Kontribusi ini dari penjualan lahan kavling di Kendal dan apartemen cukup mempengaruhi pencapaian marjin laba kotor keseluruhan untuk real estate and property turun menjadi 76% pada tahun 2016, dibandingkan dengan 82% pada tahun 2015.
Sementara marjin laba kotor untuk pilar infrastruktur dan leisure hospitality masing‐masing tetap pada kisaran 21% dan 41% pada tahun 2016. Sedangkan untuk tahun 2015 marjin laba kotor yakni 21% dan 42%. Selain itu, KIJA membukukan pendapatan Rp2.931 miliar pada tahun 2016. Nilai ini menurun 7% dibandingkan dengan 2015.
Pada pilar real estate and property mengalami penurunan penjualan sebesar 6% menjadi Rp1.101 miliar pada tahun 2016. Hal ini disebabkan menurunnya kontribusi penjualan lahan industri dan bangunan pabrik standar (standard factory buildings) dan rumah toko, meskipun terjadi peningkatan kontribusi penjualan kavling, perumahan dan dan apartemen.
Pendapatan dari pilar infrastruktur menurun 8% menjadi Rp1.723 miliar sebagai akibat dari penurunan kontribusi penjualan listrik, yang disebabkan adanya kebocoran di salah satu boiler mesin pembangkit listrik.
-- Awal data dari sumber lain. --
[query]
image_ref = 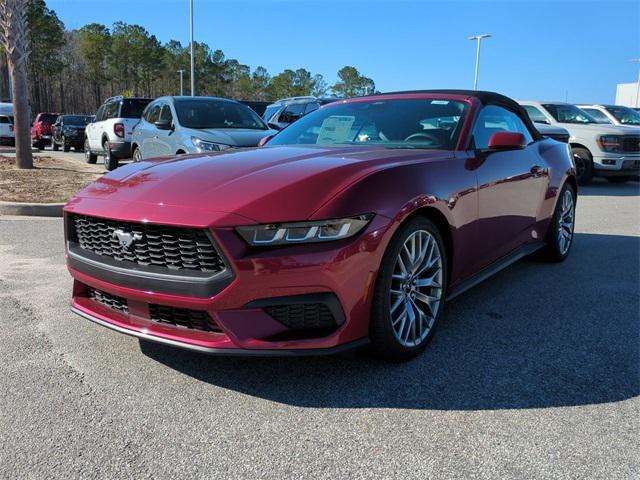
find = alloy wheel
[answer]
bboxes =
[558,189,575,255]
[389,230,443,347]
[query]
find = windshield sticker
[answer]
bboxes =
[316,115,356,144]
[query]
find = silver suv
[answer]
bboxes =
[84,97,151,170]
[131,97,276,161]
[519,101,640,184]
[262,96,339,130]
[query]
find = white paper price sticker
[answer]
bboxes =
[316,115,356,144]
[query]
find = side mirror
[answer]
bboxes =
[488,132,527,150]
[153,120,173,130]
[258,135,273,147]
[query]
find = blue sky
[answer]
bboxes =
[47,0,640,103]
Sementara itu Pendapatan dari jasa infrastruktur lainnya (penyediaan air, pengolahan air limbah dan manajemen estat) dan dry port masing‐masing meningkat 5% dan 26% selama tahun 2016.
Selanjutnya, pendapatan pilar leisure and hospitality membukukan kenaikan 2% pendapatan menjadi Rp106,5 miliar pada tahun 2016. Pendapatan berulang (recurring revenue) dari pilar infrastruktur ini menyumbang 59% terhadap total pendapatan konsolidasi pada tahun 2016, tidak berubah secara%tase dibandingkan dengan 2015.